To my surprise, no one in my family was particularly bothered by the idea of appropriation. Most of them didn't care Gomez was wearing a bindi; some relatives were even pleased that Americans are interested in our traditions.

But the whole conversation still didn't settle with me. I don't believe the use of Indian culture in Hollywood is intended to grow a deeper understanding of Indian heritage and traditions. Celebrities like Selena and Iggy superficially use facets of my culture.

I understand my family's reasons for not being offended. Like many other people in the United States, my parents and grandparents are immigrants. My family moved to this country during a time when many didn't accept their immigrant status (which unfortunately is still an issue today). They spent years assimilating into American culture because they were already marginalized and deemed "un-American" for their physical appearance and accents. Now that the mainstream media is showing some fascination with the Indian culture they had to conceal, my family somewhat embraces the appropriation.

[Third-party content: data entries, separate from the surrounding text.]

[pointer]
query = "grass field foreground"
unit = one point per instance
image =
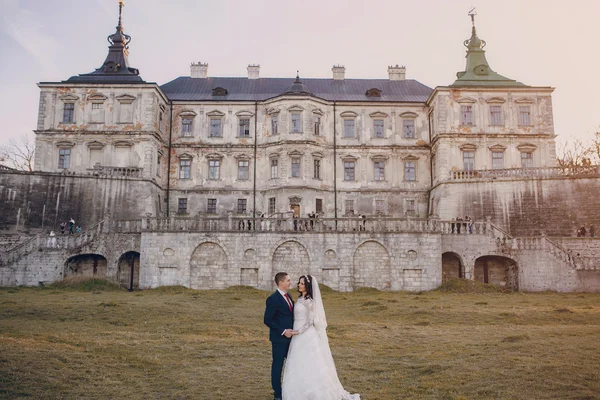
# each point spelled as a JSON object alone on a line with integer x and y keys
{"x": 95, "y": 341}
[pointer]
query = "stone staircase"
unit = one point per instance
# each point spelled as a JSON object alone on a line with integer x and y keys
{"x": 41, "y": 242}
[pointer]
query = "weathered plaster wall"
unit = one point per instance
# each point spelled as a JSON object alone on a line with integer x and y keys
{"x": 555, "y": 206}
{"x": 45, "y": 199}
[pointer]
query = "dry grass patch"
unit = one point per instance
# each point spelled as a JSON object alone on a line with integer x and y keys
{"x": 177, "y": 343}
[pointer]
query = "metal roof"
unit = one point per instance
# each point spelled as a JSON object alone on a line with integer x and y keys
{"x": 186, "y": 88}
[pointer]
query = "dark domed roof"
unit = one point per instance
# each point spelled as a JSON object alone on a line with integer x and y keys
{"x": 298, "y": 89}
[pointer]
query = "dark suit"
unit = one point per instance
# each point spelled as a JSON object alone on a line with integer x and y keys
{"x": 278, "y": 318}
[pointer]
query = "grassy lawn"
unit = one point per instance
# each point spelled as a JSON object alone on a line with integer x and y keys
{"x": 175, "y": 343}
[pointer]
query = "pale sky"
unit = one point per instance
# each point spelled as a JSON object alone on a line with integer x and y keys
{"x": 537, "y": 42}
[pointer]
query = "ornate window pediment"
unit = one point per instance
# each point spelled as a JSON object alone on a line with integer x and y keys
{"x": 242, "y": 157}
{"x": 215, "y": 114}
{"x": 187, "y": 113}
{"x": 409, "y": 114}
{"x": 527, "y": 147}
{"x": 69, "y": 98}
{"x": 65, "y": 143}
{"x": 410, "y": 157}
{"x": 95, "y": 145}
{"x": 495, "y": 100}
{"x": 125, "y": 99}
{"x": 378, "y": 114}
{"x": 468, "y": 147}
{"x": 123, "y": 143}
{"x": 466, "y": 100}
{"x": 97, "y": 98}
{"x": 373, "y": 92}
{"x": 497, "y": 148}
{"x": 219, "y": 91}
{"x": 244, "y": 114}
{"x": 379, "y": 157}
{"x": 524, "y": 100}
{"x": 296, "y": 108}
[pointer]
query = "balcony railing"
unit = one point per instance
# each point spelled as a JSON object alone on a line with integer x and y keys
{"x": 103, "y": 170}
{"x": 544, "y": 172}
{"x": 296, "y": 225}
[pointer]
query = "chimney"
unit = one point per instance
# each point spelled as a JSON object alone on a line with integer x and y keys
{"x": 253, "y": 71}
{"x": 338, "y": 72}
{"x": 397, "y": 73}
{"x": 199, "y": 70}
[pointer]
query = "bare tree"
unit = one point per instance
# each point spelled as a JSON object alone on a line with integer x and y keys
{"x": 573, "y": 154}
{"x": 18, "y": 153}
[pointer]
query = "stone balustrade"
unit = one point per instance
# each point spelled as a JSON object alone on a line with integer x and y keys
{"x": 544, "y": 172}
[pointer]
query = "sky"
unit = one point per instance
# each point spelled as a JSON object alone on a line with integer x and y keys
{"x": 537, "y": 42}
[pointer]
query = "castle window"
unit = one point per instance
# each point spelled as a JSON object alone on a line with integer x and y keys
{"x": 211, "y": 206}
{"x": 185, "y": 168}
{"x": 272, "y": 202}
{"x": 242, "y": 203}
{"x": 318, "y": 206}
{"x": 274, "y": 168}
{"x": 69, "y": 113}
{"x": 296, "y": 167}
{"x": 379, "y": 170}
{"x": 243, "y": 170}
{"x": 524, "y": 116}
{"x": 244, "y": 127}
{"x": 469, "y": 160}
{"x": 296, "y": 122}
{"x": 349, "y": 207}
{"x": 496, "y": 116}
{"x": 497, "y": 159}
{"x": 64, "y": 158}
{"x": 182, "y": 205}
{"x": 274, "y": 121}
{"x": 379, "y": 207}
{"x": 349, "y": 167}
{"x": 410, "y": 171}
{"x": 187, "y": 126}
{"x": 409, "y": 128}
{"x": 378, "y": 128}
{"x": 215, "y": 127}
{"x": 349, "y": 128}
{"x": 214, "y": 169}
{"x": 410, "y": 207}
{"x": 526, "y": 159}
{"x": 466, "y": 115}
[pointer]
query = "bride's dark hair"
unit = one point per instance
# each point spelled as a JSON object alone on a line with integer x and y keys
{"x": 307, "y": 284}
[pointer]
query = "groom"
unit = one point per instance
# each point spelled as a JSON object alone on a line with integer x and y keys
{"x": 279, "y": 317}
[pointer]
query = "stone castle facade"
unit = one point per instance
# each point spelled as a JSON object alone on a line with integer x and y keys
{"x": 215, "y": 181}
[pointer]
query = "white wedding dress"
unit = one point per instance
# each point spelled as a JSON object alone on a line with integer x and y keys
{"x": 310, "y": 372}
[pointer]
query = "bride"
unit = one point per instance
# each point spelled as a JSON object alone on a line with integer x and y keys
{"x": 310, "y": 372}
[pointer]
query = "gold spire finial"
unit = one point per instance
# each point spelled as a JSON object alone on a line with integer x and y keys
{"x": 472, "y": 14}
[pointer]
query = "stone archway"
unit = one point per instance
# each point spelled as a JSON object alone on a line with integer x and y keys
{"x": 452, "y": 267}
{"x": 372, "y": 266}
{"x": 92, "y": 265}
{"x": 129, "y": 270}
{"x": 291, "y": 257}
{"x": 209, "y": 267}
{"x": 497, "y": 270}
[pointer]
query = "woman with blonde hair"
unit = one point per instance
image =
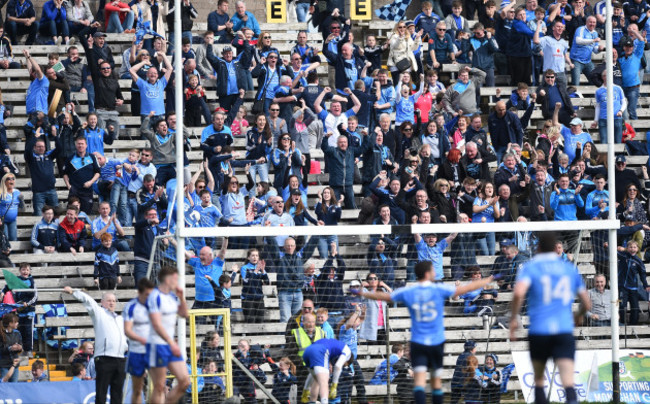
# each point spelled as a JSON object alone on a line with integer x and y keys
{"x": 4, "y": 113}
{"x": 10, "y": 199}
{"x": 283, "y": 380}
{"x": 443, "y": 199}
{"x": 402, "y": 46}
{"x": 485, "y": 210}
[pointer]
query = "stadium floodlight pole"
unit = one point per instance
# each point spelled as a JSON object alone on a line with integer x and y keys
{"x": 180, "y": 173}
{"x": 613, "y": 262}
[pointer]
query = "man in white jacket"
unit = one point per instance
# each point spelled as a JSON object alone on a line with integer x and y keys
{"x": 110, "y": 345}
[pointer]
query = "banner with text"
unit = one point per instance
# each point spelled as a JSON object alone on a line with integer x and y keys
{"x": 593, "y": 376}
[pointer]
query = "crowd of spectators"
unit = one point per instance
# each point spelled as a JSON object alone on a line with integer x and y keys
{"x": 420, "y": 149}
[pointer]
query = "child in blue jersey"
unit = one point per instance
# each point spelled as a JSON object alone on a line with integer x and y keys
{"x": 426, "y": 303}
{"x": 549, "y": 286}
{"x": 107, "y": 264}
{"x": 95, "y": 136}
{"x": 165, "y": 303}
{"x": 429, "y": 250}
{"x": 211, "y": 216}
{"x": 405, "y": 103}
{"x": 10, "y": 200}
{"x": 137, "y": 329}
{"x": 564, "y": 201}
{"x": 205, "y": 265}
{"x": 317, "y": 358}
{"x": 283, "y": 380}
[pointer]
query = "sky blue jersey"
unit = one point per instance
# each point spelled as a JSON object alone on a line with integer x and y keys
{"x": 553, "y": 285}
{"x": 426, "y": 304}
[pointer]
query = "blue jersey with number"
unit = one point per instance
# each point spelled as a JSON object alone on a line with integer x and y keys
{"x": 426, "y": 304}
{"x": 553, "y": 284}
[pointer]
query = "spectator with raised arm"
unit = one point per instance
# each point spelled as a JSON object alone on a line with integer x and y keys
{"x": 53, "y": 22}
{"x": 228, "y": 75}
{"x": 152, "y": 95}
{"x": 219, "y": 22}
{"x": 71, "y": 232}
{"x": 290, "y": 279}
{"x": 554, "y": 48}
{"x": 244, "y": 19}
{"x": 107, "y": 223}
{"x": 630, "y": 62}
{"x": 21, "y": 20}
{"x": 108, "y": 95}
{"x": 586, "y": 42}
{"x": 80, "y": 173}
{"x": 564, "y": 201}
{"x": 110, "y": 344}
{"x": 37, "y": 92}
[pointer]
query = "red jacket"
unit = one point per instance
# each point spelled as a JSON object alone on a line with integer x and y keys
{"x": 71, "y": 235}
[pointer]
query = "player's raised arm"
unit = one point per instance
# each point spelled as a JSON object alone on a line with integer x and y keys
{"x": 374, "y": 295}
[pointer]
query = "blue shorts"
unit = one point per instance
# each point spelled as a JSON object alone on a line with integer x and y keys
{"x": 559, "y": 346}
{"x": 158, "y": 356}
{"x": 426, "y": 357}
{"x": 136, "y": 364}
{"x": 318, "y": 355}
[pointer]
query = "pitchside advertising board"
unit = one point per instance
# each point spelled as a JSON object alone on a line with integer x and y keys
{"x": 75, "y": 392}
{"x": 593, "y": 376}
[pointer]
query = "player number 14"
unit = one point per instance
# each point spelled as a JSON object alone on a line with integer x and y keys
{"x": 425, "y": 312}
{"x": 561, "y": 290}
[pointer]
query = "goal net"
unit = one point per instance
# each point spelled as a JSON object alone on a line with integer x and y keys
{"x": 277, "y": 277}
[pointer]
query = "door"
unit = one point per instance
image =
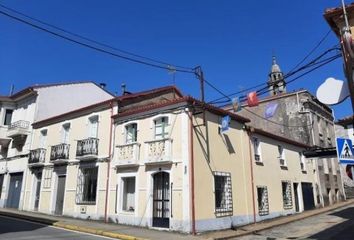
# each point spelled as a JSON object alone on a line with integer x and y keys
{"x": 307, "y": 194}
{"x": 38, "y": 190}
{"x": 14, "y": 190}
{"x": 161, "y": 200}
{"x": 296, "y": 195}
{"x": 60, "y": 195}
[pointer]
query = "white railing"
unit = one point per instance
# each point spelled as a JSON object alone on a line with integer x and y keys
{"x": 159, "y": 150}
{"x": 128, "y": 154}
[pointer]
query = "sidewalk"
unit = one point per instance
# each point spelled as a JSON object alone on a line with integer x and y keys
{"x": 132, "y": 232}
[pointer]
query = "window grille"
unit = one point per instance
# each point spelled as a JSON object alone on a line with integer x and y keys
{"x": 263, "y": 203}
{"x": 223, "y": 193}
{"x": 287, "y": 197}
{"x": 47, "y": 178}
{"x": 87, "y": 185}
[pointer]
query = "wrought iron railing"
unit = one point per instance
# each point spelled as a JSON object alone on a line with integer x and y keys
{"x": 88, "y": 146}
{"x": 159, "y": 150}
{"x": 60, "y": 151}
{"x": 37, "y": 156}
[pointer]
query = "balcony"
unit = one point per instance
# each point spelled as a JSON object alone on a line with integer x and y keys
{"x": 159, "y": 151}
{"x": 87, "y": 149}
{"x": 37, "y": 157}
{"x": 59, "y": 153}
{"x": 128, "y": 155}
{"x": 18, "y": 129}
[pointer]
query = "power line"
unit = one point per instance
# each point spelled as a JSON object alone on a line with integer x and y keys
{"x": 156, "y": 64}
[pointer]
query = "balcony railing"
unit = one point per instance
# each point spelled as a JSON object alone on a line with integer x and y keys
{"x": 18, "y": 128}
{"x": 128, "y": 154}
{"x": 87, "y": 148}
{"x": 60, "y": 152}
{"x": 159, "y": 150}
{"x": 37, "y": 156}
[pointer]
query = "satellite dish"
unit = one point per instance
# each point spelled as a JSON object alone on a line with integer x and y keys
{"x": 332, "y": 91}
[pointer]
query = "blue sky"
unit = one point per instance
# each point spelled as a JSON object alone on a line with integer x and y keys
{"x": 233, "y": 41}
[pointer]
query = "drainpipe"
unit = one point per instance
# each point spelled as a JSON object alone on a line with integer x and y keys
{"x": 191, "y": 161}
{"x": 252, "y": 178}
{"x": 108, "y": 164}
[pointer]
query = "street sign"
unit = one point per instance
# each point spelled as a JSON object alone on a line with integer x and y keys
{"x": 345, "y": 150}
{"x": 225, "y": 121}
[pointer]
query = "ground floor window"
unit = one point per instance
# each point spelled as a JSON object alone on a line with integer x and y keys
{"x": 223, "y": 193}
{"x": 287, "y": 197}
{"x": 87, "y": 185}
{"x": 128, "y": 194}
{"x": 263, "y": 205}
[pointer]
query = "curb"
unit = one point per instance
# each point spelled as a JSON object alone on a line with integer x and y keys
{"x": 64, "y": 225}
{"x": 322, "y": 210}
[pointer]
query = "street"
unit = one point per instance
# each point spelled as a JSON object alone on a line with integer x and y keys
{"x": 12, "y": 228}
{"x": 337, "y": 224}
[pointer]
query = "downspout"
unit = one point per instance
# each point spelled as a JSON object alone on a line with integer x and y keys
{"x": 252, "y": 177}
{"x": 191, "y": 158}
{"x": 108, "y": 164}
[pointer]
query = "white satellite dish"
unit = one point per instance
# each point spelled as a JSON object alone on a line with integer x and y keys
{"x": 332, "y": 91}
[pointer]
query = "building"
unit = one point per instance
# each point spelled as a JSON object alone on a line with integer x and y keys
{"x": 299, "y": 116}
{"x": 344, "y": 129}
{"x": 18, "y": 112}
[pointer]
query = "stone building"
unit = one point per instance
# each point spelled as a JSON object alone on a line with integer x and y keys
{"x": 299, "y": 116}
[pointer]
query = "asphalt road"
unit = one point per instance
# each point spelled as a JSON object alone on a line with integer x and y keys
{"x": 13, "y": 228}
{"x": 336, "y": 225}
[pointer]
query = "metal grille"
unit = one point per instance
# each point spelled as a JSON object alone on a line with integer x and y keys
{"x": 87, "y": 185}
{"x": 287, "y": 197}
{"x": 223, "y": 193}
{"x": 263, "y": 203}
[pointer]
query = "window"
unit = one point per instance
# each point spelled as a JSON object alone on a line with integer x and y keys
{"x": 281, "y": 156}
{"x": 8, "y": 116}
{"x": 257, "y": 150}
{"x": 128, "y": 194}
{"x": 302, "y": 161}
{"x": 223, "y": 193}
{"x": 87, "y": 185}
{"x": 93, "y": 126}
{"x": 287, "y": 198}
{"x": 43, "y": 138}
{"x": 65, "y": 133}
{"x": 263, "y": 204}
{"x": 47, "y": 178}
{"x": 161, "y": 128}
{"x": 131, "y": 133}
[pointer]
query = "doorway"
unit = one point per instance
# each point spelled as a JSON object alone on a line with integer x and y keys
{"x": 59, "y": 203}
{"x": 37, "y": 195}
{"x": 161, "y": 200}
{"x": 15, "y": 187}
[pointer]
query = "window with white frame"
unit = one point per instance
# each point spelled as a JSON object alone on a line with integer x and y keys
{"x": 128, "y": 185}
{"x": 131, "y": 133}
{"x": 302, "y": 161}
{"x": 281, "y": 156}
{"x": 263, "y": 202}
{"x": 93, "y": 126}
{"x": 161, "y": 130}
{"x": 43, "y": 138}
{"x": 257, "y": 150}
{"x": 223, "y": 193}
{"x": 65, "y": 129}
{"x": 287, "y": 196}
{"x": 87, "y": 185}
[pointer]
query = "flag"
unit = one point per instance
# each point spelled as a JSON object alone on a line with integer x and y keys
{"x": 252, "y": 99}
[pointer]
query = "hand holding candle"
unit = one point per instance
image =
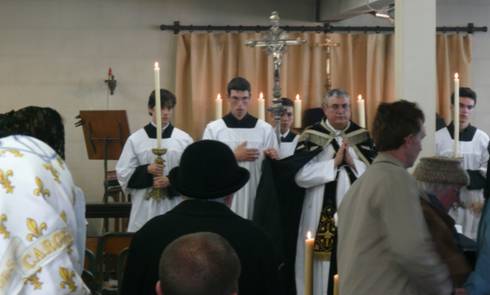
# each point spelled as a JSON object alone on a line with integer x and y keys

Yet that is where I see a problem. Why do we have to validate our own culture through people who don't understand it? A sari and a bindi are not fun costumes to play dress-up in; they have been part of Indian women's daily lives for centuries. Don't get me wrong — I am not against cultural exchange. In fact, I embrace learning about traditions and beliefs that are different than mine. What I am against, however, is using tradition as shallow entertainment.